Professor Alan Simson reflects on aims of the International Urban Trees Research Conference being held on 5-6 April

Timing is everything, and this applies just as much to putting on a conference as to anything else.
Trees, People and the Built Environment 3 (TPBE3), the International Urban Trees Research Conference, couldn’t be being held at a more constructive time. Internationally, nationally and locally there is much political and media debate on the issues surrounding globalisation, localism and viable economic regeneration. Financial investment is a global phenomenon, and is likely to stay that way, but what the pundits seem to forget is that future economic investment is likely to favour the creative industries, which in turn will favour places of high environmental quality, with a happy and healthy population of people.
Quality communications, transport and human health and happiness – the inter-related themes of TPBE3 – are absolutely crucial to establishing and maintaining places of quality. This conference will be melding up-to-date international and national research with creative examples of ‘research into action’ and reflective practice. This will provide ‘evidence-based design’ for decision makers, researchers, practitioners and the media to refine and strengthen even further the crucial links that exist between trees, people and the built environment.
As the late, great David Bowie said, ‘Tomorrow belongs to those who can hear it coming’.
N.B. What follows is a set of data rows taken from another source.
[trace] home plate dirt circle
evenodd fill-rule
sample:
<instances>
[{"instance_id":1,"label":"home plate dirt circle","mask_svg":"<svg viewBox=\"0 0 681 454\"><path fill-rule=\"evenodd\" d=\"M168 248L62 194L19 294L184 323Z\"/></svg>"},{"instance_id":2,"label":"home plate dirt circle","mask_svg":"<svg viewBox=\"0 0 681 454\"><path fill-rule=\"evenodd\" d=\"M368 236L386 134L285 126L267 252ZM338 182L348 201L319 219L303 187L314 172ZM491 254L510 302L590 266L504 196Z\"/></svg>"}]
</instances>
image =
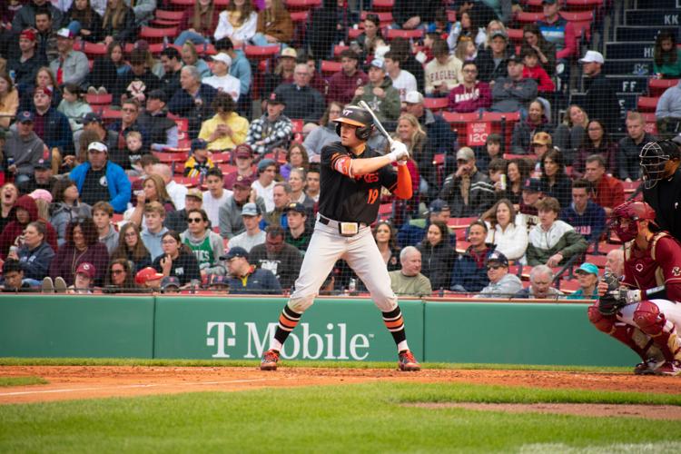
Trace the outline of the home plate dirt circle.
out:
<instances>
[{"instance_id":1,"label":"home plate dirt circle","mask_svg":"<svg viewBox=\"0 0 681 454\"><path fill-rule=\"evenodd\" d=\"M558 372L543 370L437 370L405 373L386 369L326 369L281 367L263 372L248 367L138 367L138 366L4 366L0 377L42 377L46 385L0 388L0 404L46 402L75 399L133 397L199 391L240 391L262 388L337 386L391 380L414 383L471 383L528 388L579 389L676 394L677 377L642 377L628 374ZM465 405L466 408L469 404ZM430 406L429 404L429 406ZM569 412L599 416L599 405L540 404L485 408L503 411ZM608 405L611 408L616 407ZM681 419L681 408L617 406L621 416L664 415ZM432 407L431 407L432 408ZM613 415L612 410L609 413Z\"/></svg>"}]
</instances>

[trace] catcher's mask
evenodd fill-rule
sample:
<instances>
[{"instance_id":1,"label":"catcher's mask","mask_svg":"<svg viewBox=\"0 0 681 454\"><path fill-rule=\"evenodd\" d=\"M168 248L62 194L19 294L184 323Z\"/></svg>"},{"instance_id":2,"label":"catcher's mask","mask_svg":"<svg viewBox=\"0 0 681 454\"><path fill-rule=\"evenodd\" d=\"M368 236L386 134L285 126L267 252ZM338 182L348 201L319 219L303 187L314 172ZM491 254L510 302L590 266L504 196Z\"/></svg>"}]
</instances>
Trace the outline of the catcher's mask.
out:
<instances>
[{"instance_id":1,"label":"catcher's mask","mask_svg":"<svg viewBox=\"0 0 681 454\"><path fill-rule=\"evenodd\" d=\"M629 222L626 229L622 227L622 219ZM620 240L630 242L638 234L638 221L644 220L655 223L655 210L645 202L627 202L613 210L608 226Z\"/></svg>"},{"instance_id":2,"label":"catcher's mask","mask_svg":"<svg viewBox=\"0 0 681 454\"><path fill-rule=\"evenodd\" d=\"M343 107L340 116L333 120L336 122L336 133L340 135L340 123L357 126L355 135L360 141L369 140L373 131L373 117L366 110L359 105L347 105Z\"/></svg>"},{"instance_id":3,"label":"catcher's mask","mask_svg":"<svg viewBox=\"0 0 681 454\"><path fill-rule=\"evenodd\" d=\"M646 189L654 188L665 175L665 165L670 159L679 159L676 143L671 141L648 142L638 155L643 184Z\"/></svg>"}]
</instances>

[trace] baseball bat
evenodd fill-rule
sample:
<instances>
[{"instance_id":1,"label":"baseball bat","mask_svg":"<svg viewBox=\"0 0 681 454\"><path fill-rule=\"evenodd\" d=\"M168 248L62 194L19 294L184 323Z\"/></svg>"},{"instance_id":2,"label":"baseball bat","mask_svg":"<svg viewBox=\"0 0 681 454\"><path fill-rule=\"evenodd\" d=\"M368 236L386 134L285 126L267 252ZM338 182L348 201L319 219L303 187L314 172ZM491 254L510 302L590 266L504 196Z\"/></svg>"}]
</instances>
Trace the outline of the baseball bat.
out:
<instances>
[{"instance_id":1,"label":"baseball bat","mask_svg":"<svg viewBox=\"0 0 681 454\"><path fill-rule=\"evenodd\" d=\"M379 120L379 117L376 116L376 114L373 112L373 110L369 106L366 101L360 101L360 106L363 107L367 111L369 111L369 114L370 114L371 117L373 118L373 123L376 125L376 128L379 130L379 132L385 136L386 139L388 139L388 143L392 145L392 137L390 137L390 134L388 133L388 131L385 130L383 125L380 123L380 120Z\"/></svg>"}]
</instances>

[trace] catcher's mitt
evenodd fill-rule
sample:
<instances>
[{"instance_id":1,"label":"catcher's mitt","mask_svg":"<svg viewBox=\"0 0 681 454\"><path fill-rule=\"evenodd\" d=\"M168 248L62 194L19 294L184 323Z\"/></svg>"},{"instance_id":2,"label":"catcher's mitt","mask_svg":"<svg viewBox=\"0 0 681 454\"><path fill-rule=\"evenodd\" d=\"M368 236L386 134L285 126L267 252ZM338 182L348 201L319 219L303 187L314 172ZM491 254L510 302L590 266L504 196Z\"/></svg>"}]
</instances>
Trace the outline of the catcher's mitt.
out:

Professor Alan Simson is a Professor of Landscape Architecture and Urban Forestry at Leeds Beckett University School of Art, Architecture and Design. He has led several European urban forestry research projects and is involved in many international and regional activities and initiatives related to green infrastructure and urban forestry. He is chairing Trees, People and the Built Environment 3 at the University of Birmingham on 5–6 April 2017.